Ma perception du droit est celle d’un outil permettant non seulement de mieux comprendre le monde dans lequel nous vivons, mais aussi de tenter de le faire évoluer de façon pragmatique, vers plus de solidarité et de liberté tout à la fois.

Cela conduit parfois à sortir délibérément du champ des études destinées aux juristes pour tenter de s’adresser au grand public.

A côté d’ouvrages et articles destinés aux éditions juridiques, deux livres ont traduit ce souci :

  • « L’État schizo », publié en 2008 aux éditions Jean-Claude Lattès, a relevé les préoccupations opportunistes, voire électoralistes, sans souci du long terme, qui ont prévalu trop souvent, sous couvert d’un discours apparent de défense des « services publics à la française ». Mais c’était un double discours, comme le livre le montre par une série d’exemples concrets. Il faisait de l’Europe le bouc-émissaire de choix ou de non-choix en fait bien français. 

A cette époque EDF, par exemple, apparaissait comme une cagnotte quasiment inépuisable.
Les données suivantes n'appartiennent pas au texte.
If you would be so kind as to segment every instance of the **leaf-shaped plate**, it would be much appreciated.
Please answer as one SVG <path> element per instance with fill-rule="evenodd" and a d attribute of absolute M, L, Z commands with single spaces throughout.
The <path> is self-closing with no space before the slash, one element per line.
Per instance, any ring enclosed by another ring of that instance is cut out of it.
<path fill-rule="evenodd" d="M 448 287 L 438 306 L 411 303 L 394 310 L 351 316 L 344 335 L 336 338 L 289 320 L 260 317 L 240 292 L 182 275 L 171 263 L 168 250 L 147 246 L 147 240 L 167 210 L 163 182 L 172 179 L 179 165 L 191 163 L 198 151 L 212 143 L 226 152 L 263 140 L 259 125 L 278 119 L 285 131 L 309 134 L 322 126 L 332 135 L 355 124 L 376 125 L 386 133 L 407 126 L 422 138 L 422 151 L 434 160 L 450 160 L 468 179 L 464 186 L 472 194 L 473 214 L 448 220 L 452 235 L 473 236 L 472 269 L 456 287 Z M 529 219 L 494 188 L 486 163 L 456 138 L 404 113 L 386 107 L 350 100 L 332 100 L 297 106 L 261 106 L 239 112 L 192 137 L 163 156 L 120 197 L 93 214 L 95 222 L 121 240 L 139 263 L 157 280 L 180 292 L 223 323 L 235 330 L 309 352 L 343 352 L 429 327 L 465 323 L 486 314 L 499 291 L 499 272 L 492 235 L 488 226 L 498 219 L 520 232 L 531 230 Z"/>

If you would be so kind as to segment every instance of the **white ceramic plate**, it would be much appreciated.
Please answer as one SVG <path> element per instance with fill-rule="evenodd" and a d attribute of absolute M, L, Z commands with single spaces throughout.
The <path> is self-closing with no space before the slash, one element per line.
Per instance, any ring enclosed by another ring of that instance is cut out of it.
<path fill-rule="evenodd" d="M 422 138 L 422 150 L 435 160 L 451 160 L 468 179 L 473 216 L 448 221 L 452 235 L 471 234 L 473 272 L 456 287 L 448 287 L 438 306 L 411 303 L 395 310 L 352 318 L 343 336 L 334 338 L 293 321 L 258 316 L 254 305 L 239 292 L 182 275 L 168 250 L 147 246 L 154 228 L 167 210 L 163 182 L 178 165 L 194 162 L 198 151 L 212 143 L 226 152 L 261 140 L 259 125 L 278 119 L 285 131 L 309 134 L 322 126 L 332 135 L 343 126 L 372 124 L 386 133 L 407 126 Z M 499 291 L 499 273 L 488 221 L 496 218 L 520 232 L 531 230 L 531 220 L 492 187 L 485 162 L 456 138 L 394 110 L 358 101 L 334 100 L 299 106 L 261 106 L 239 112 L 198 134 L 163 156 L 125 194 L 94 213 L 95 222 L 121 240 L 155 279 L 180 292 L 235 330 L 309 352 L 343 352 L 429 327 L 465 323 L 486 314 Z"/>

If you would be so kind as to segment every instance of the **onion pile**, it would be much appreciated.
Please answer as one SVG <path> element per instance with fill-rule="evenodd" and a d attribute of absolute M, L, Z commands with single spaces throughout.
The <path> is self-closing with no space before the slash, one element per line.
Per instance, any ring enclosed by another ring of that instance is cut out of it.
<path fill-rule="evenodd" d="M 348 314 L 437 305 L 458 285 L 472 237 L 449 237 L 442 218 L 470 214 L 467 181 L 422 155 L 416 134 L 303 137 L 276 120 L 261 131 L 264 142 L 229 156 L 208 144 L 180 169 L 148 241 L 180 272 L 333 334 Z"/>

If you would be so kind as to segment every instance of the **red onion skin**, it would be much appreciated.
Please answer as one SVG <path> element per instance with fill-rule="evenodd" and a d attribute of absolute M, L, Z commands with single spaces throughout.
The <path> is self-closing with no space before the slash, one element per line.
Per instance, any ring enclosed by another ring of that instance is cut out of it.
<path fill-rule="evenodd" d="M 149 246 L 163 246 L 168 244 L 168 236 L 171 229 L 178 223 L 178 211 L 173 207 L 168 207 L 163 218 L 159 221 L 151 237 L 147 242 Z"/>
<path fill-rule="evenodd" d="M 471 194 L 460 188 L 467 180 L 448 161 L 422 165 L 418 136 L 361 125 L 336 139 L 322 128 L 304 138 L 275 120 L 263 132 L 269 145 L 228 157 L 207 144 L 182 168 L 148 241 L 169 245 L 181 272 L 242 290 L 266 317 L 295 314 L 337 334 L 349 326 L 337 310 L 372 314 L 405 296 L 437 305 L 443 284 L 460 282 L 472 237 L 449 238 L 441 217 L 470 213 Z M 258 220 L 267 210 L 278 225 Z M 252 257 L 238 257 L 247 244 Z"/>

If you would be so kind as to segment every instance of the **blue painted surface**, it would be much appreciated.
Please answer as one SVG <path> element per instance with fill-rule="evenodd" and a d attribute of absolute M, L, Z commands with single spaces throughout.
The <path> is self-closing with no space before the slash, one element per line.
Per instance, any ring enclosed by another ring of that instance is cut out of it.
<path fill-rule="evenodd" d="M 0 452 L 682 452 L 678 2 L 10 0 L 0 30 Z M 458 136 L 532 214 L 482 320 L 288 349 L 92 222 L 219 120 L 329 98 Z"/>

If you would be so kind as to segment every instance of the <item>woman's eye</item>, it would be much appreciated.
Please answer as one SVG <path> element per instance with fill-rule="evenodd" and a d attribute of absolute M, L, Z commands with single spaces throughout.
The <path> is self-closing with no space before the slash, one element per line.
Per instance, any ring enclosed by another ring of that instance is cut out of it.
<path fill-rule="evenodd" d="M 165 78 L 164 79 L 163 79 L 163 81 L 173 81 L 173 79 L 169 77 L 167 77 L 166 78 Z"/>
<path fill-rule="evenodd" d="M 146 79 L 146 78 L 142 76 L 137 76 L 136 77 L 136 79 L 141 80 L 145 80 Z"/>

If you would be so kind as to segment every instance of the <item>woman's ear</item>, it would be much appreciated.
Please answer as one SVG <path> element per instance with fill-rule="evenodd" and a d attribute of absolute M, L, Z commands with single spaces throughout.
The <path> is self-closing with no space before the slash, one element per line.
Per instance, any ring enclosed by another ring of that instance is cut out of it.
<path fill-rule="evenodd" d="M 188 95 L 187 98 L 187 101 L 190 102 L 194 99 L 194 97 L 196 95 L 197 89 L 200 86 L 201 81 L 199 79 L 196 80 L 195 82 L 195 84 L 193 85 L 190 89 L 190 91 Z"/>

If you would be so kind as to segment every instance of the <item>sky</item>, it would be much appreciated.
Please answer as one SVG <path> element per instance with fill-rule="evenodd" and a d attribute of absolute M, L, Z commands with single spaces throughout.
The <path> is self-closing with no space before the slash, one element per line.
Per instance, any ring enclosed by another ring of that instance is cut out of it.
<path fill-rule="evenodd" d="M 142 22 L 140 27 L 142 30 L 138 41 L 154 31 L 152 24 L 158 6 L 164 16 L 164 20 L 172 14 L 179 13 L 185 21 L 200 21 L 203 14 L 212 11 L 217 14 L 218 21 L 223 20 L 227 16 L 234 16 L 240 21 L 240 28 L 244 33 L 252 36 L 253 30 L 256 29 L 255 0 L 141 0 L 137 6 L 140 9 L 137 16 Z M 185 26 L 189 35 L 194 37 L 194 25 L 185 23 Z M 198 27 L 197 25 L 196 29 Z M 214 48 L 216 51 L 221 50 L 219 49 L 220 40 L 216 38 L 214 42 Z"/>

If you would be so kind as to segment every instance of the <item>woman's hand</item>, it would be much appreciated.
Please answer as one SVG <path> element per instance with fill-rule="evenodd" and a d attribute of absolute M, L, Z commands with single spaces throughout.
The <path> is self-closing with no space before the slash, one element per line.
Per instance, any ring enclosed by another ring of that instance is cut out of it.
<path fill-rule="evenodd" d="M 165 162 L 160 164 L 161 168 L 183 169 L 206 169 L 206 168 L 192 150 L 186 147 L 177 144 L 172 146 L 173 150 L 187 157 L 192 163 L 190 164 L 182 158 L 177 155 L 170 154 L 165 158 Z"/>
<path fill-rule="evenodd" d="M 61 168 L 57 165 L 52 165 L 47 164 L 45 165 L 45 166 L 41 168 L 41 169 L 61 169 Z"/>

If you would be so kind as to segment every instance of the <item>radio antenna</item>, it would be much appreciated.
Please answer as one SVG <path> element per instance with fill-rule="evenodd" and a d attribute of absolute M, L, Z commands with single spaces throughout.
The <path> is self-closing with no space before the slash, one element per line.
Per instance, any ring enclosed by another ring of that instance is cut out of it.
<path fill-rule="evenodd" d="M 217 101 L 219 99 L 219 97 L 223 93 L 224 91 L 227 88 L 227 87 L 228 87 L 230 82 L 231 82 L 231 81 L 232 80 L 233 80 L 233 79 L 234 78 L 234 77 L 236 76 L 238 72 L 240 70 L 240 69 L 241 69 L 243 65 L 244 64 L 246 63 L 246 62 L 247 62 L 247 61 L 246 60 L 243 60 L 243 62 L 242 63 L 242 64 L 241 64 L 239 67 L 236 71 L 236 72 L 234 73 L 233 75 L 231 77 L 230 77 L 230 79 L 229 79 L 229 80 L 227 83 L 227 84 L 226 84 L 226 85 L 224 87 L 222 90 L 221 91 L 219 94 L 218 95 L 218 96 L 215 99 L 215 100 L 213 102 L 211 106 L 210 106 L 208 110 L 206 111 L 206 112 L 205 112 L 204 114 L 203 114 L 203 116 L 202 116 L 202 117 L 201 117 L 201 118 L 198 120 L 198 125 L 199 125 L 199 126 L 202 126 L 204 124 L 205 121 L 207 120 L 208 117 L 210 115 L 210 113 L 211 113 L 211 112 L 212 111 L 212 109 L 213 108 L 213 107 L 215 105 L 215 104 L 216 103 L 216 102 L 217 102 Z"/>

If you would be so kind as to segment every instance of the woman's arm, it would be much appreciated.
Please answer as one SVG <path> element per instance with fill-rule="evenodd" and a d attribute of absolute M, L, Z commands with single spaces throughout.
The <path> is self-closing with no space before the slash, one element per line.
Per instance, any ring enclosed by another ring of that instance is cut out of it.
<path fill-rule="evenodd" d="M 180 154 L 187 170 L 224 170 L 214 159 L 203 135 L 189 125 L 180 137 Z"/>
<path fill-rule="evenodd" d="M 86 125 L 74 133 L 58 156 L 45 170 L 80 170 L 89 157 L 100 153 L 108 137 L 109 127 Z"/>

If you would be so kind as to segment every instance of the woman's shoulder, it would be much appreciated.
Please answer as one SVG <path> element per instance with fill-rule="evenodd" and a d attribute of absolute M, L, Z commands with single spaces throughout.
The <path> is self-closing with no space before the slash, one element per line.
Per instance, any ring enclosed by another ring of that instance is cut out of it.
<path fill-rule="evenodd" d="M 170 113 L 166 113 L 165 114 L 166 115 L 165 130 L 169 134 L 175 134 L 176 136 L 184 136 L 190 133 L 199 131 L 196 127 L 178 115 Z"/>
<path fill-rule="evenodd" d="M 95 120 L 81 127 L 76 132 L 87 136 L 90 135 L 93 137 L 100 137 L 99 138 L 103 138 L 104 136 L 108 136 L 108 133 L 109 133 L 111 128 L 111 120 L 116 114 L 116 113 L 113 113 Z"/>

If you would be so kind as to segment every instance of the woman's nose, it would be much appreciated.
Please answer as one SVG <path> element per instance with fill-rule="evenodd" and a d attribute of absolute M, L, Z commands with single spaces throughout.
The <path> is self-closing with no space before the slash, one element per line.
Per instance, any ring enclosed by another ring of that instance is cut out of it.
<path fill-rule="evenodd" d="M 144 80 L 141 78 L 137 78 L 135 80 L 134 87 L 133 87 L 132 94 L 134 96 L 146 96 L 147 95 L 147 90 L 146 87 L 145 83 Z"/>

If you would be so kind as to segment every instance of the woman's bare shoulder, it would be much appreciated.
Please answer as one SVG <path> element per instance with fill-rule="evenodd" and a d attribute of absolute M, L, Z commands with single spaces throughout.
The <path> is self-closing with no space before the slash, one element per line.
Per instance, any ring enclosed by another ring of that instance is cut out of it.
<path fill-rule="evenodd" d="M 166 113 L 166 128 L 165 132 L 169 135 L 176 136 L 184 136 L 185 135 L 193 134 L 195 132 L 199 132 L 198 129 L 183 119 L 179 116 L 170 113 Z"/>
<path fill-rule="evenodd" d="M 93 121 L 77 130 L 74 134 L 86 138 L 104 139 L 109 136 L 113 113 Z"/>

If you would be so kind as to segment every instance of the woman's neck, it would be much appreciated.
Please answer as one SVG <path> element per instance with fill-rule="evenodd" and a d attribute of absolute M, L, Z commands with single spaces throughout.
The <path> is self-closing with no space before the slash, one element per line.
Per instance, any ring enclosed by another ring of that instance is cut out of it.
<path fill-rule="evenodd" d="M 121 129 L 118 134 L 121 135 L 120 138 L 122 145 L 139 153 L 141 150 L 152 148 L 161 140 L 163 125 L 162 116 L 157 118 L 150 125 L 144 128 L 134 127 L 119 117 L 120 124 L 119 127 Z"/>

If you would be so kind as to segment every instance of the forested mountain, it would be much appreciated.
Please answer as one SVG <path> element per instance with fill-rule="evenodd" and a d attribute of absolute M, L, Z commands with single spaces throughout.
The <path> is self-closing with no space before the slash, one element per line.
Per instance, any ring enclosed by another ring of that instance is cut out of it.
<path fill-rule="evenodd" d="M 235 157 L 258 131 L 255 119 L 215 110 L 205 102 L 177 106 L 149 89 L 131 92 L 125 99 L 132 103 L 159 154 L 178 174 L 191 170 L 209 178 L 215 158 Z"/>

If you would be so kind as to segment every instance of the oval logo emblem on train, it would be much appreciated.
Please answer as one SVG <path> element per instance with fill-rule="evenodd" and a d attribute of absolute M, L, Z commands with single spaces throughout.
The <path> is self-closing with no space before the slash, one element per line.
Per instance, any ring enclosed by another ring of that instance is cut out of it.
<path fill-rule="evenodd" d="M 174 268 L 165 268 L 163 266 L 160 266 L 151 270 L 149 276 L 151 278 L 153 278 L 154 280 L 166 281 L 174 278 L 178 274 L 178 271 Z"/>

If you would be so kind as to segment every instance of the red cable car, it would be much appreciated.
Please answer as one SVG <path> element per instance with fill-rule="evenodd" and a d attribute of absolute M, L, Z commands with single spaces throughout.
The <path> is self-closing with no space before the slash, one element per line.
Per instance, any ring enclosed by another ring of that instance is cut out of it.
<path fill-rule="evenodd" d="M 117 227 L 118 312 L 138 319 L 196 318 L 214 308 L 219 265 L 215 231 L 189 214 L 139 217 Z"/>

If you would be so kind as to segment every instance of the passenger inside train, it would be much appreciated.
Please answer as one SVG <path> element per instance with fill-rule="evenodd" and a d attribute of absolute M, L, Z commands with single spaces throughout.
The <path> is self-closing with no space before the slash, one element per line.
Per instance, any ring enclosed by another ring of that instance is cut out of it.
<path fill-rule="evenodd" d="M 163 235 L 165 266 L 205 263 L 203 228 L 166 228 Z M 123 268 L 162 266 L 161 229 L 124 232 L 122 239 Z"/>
Le livre s’interrogeait, en sous-titre, sur le risque d’un « prochain krach » pour EDF, ainsi que d’autres entreprises publiques.

Une quinzaine d’années plus tard, ces considérations n’ont hélas guère perdu de leur actualité. 

  • « L’ultime demande », publié en novembre 2022 aux éditions Liana Levi, avec pour sous-titre « L’aide à mourir paisiblement : une liberté à notre portée »,  annonçait les travaux de la Convention citoyenne sur la fin de vie, qui se sont inscrits en droite ligne de ses constats.

Il reste à en tirer concrètement les conséquences, en cessant de différer constamment la préparation d’un projet de loi promise depuis le 3 avril dernier pour avant la fin de l’été, puis après la visite du pape, puis avant la fin de l’année, puis en janvier-février et maintenant en mars-avril…

Le livre présente de façon très complète et concrète les différents modèles de législations adoptées dans le monde en la matière, avec leurs avantages et leurs limites.

Il précise pour finir l’essentiel des garanties que doit comporter la loi à venir. 

Le « modèle français » devrait en effet s’inspirer du « modèle européen », plutôt que de faire de la France le cheval de Troie d’un prétendu « modèle américain » qui abandonne les malades au moment le plus critique.